In a multicenter case-control study we investigated the impact of prenatal/perinatal events and early FVIII exposure on the inhibitor risk in hemophiliacs. Patients: 102 children (age:13–196 months) with hemophilia A (FVIII≤2%) exclusively treated with recombinant FVIII and evaluated for inhibitors every 3 months were included. Forty-seven patients who developed inhibitors at the median age of 26 months (4–80) after a median of 16 exposure days (ED, 5–150), 37 high-responders (6–500 BU/mL) and 10 low-responders (<5 BU/mL), were compared with 55 children who did not develop inhibitors after at least 20 ED (5<50, 4<100, 10<200 and 36>200 ED). Results: by univariate analysis, family history of inhibitors, intron 22 inversion and prophylaxis started after the first 20 ED were significantly associated with an increased risk of inhibitor development (OR 9.5, 95%CI 1.1–79.9; OR 2.7, 95%CI 1.1–6.6; OR 3.7, 95%CI 1.1–12.1, respectively).

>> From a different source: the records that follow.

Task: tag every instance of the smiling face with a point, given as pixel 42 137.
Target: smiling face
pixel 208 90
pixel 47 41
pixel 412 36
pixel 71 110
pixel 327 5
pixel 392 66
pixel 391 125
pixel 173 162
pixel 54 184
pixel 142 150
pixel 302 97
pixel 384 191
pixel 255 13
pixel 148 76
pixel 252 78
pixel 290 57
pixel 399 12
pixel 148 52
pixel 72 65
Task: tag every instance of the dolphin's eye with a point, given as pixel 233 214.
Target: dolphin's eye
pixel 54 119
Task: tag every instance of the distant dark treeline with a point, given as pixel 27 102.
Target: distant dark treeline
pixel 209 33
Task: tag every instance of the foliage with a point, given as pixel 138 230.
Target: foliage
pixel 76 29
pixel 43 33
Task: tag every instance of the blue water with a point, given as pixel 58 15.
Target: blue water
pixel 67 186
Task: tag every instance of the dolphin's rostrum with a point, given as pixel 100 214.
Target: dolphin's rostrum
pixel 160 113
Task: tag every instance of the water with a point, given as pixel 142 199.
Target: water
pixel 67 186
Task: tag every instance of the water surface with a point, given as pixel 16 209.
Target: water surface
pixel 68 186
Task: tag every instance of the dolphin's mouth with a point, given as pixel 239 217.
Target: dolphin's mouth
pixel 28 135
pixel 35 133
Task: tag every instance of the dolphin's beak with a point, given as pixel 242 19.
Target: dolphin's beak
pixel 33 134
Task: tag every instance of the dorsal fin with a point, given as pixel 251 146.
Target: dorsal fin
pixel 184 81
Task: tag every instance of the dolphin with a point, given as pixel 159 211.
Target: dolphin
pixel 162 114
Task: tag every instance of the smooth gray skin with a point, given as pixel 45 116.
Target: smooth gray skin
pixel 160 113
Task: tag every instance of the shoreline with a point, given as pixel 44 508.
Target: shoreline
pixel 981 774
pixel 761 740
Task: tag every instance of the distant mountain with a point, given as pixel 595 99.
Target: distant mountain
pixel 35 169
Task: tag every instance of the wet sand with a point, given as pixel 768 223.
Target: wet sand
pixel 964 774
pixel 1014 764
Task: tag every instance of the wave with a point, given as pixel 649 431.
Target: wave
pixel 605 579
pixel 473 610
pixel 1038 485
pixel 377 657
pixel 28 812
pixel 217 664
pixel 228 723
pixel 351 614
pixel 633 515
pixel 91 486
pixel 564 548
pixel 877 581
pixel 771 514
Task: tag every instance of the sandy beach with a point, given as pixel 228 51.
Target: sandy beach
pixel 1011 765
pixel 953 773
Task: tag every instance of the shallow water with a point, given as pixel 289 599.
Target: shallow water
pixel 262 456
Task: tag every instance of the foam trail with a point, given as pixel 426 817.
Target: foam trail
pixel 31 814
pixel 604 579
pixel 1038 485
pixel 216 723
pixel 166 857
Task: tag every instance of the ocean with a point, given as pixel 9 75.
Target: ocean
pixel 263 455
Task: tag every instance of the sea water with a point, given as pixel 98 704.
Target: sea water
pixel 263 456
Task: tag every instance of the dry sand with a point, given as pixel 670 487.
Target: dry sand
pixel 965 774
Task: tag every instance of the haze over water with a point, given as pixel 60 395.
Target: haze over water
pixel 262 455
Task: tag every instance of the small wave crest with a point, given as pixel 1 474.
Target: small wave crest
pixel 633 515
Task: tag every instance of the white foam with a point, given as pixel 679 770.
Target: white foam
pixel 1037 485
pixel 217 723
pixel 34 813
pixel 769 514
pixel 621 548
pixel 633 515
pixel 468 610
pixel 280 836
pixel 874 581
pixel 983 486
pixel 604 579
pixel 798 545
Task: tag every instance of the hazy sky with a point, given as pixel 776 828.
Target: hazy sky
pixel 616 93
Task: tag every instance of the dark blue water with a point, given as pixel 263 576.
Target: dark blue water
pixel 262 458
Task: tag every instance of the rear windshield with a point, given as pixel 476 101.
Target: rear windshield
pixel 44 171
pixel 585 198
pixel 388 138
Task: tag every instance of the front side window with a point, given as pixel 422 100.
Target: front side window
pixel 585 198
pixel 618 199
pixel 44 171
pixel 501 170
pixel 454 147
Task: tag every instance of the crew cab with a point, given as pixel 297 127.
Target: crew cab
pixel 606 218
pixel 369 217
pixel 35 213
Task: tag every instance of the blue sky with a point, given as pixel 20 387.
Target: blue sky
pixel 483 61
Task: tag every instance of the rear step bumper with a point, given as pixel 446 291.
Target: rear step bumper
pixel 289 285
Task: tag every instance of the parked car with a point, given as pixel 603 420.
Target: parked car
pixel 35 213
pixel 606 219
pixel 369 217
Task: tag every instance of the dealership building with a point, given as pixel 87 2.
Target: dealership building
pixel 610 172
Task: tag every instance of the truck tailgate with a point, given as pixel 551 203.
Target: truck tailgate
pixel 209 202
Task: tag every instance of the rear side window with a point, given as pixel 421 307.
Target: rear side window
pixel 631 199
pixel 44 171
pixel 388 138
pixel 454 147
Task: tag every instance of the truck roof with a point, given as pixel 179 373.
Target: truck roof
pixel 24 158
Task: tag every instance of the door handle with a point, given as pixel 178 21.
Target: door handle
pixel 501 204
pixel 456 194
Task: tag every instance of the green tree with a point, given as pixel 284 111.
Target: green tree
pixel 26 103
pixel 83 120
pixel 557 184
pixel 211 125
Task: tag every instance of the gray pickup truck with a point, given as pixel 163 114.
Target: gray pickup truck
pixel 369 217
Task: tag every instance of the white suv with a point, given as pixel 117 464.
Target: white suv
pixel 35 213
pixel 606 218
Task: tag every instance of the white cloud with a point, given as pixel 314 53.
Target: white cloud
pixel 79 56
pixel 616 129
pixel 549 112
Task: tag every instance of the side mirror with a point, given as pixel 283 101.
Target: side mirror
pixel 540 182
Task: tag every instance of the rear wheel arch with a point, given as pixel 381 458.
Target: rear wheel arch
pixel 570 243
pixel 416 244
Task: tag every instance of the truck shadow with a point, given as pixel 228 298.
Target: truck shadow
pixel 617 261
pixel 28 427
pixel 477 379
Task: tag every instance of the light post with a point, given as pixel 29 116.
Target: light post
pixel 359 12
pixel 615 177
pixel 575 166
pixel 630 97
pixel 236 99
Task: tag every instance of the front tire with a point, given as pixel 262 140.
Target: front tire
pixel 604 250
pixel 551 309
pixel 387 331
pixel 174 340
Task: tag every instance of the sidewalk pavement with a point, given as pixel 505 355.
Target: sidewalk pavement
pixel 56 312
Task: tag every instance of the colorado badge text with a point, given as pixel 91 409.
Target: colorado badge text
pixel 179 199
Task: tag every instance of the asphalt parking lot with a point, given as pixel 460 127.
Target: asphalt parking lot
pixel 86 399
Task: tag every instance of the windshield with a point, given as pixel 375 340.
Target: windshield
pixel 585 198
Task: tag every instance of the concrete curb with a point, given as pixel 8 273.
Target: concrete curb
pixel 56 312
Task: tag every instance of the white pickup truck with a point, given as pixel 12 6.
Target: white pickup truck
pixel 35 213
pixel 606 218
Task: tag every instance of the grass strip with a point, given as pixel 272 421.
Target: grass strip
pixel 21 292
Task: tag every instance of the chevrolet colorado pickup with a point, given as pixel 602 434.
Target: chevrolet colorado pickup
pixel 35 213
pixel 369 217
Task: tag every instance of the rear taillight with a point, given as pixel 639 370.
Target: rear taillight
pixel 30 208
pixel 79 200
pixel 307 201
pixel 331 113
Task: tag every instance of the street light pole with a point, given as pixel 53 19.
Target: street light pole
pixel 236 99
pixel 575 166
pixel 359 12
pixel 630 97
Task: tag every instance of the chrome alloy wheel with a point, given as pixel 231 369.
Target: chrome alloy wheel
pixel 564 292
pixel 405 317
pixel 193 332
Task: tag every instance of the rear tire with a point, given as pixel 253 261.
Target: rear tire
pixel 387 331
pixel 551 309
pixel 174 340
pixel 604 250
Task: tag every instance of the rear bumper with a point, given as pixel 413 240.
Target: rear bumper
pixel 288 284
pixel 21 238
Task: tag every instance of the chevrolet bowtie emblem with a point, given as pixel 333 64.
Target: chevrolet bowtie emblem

No statistically significant differences were found for variables such as villocentesis/amniocentesis, premature/caesarian birth, breast-feeding, surgery, central venous devices and FVIII infusions associated with infections/vaccinations. By multivariate analysis, the inhibitor risk was 2.8-folds (95%CI 1.1–7.3) in children with intron 22 inversion and 4.5-folds (95%CI 1.1–17.5) in patients who started prophylaxis after the first 20 ED. By univariate and multivariate analysis, there was not a linear trend in the inhibitor development according to the age at first FVIII exposure (≤6, 7–12, 13–18, 19–24, >24 months). Conclusions: this study showed that starting prophylaxis within the first 20 ED had a favourable impact on the inhibitor risk independently from the age at first FVIII exposure.